Health IT Study Draws Fire
A study challenging the assumption that health IT reduces unnecessary medical tests is drawing criticism from several fronts, including from the national coordinator for health IT.
The title of the article, published Monday by the journal Health Affairs, summarized the disputed findings: "Giving Office-Based Physicians Electronic Access to Patients' Prior Imaging and Lab Results Did Not Deter Ordering of Tests."
Using data from the 2008 National Ambulatory Medical Care Survey, researchers from the Cambridge Health Alliance and City University of New York found that physicians with point-of-care electronic access to imaging results were 40 percent to 70 percent more likely to order X-rays and other imaging tests than other doctors. They suggested that easy access to the images prompted physicians to order more imaging studies.
While the findings raised eyebrows in the health IT world, what really got health IT czar Dr. Farzad Mostashari riled up was the researchers' statement that "the federal government's ongoing, multibillion-dollar effort to promote the adoption of health information technology may not yield anticipated cost savings from reductions in duplicative diagnostic testing. Indeed, it is possible that computerization will drive costs in this area up, not down."

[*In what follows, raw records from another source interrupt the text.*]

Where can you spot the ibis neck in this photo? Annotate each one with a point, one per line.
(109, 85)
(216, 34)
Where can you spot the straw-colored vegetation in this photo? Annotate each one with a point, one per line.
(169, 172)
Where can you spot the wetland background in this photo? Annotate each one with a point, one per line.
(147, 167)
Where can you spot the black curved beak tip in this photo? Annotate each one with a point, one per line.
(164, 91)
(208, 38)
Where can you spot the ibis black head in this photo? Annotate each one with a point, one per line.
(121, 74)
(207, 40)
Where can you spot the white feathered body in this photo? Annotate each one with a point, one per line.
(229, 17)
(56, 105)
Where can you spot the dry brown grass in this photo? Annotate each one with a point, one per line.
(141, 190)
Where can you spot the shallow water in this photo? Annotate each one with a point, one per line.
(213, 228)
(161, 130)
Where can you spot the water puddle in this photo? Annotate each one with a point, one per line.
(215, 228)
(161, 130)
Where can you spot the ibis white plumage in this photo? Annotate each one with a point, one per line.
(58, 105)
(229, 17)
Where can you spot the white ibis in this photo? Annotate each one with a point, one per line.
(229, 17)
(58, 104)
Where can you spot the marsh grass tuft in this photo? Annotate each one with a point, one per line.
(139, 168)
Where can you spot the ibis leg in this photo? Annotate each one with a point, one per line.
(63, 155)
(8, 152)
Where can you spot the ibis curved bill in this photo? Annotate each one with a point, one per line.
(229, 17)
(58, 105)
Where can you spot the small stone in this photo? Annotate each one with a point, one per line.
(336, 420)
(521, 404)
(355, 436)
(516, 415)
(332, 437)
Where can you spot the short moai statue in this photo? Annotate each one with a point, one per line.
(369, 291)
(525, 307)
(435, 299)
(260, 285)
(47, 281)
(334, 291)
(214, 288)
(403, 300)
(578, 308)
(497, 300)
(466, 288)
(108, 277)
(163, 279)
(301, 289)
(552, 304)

The study "ultimately tells us little about the ability of electronic health records to reduce costs, and ... nothing about the impact of EHRs on improving care," Mostashari wrote in the ONC's Health IT Buzz blog.
The researchers found no link between the use of EHRs and test ordering, he wrote, and used data gathered before the government offered incentives to encourage the purchase of EHRs with key functionality, such as clinical decision support. He added that the researchers did not examine whether the doctors had access to electronic clinical decision support, which provides advice on test and treatment options.
Erica Drazen, managing director of the Global Institute for Emerging Healthcare Practices at CSC, a Falls Church, Va.-based IT services and consulting firm, made similar arguments in a statement provided to NextGov.
"Isn't it likely that physicians who order many imaging tests would invest in systems to view images and results?" Drazen asked. "This seems a much more likely explanation than the authors' primary theory that knowing that you can view results electronically motivates physicians to order more tests."
She noted that several controlled trials have demonstrated that doctors order fewer tests -- and fewer duplicate tests -- when their health IT systems include prior test results and make suggestions on whether to order more tests.
"Before concluding that computer systems won't improve the appropriate use of imaging tests -- based only on a correlation between the capability to view results and ordering rates -- we should remember that well-designed trials (and common sense) lead to the opposite conclusion," Drazen wrote.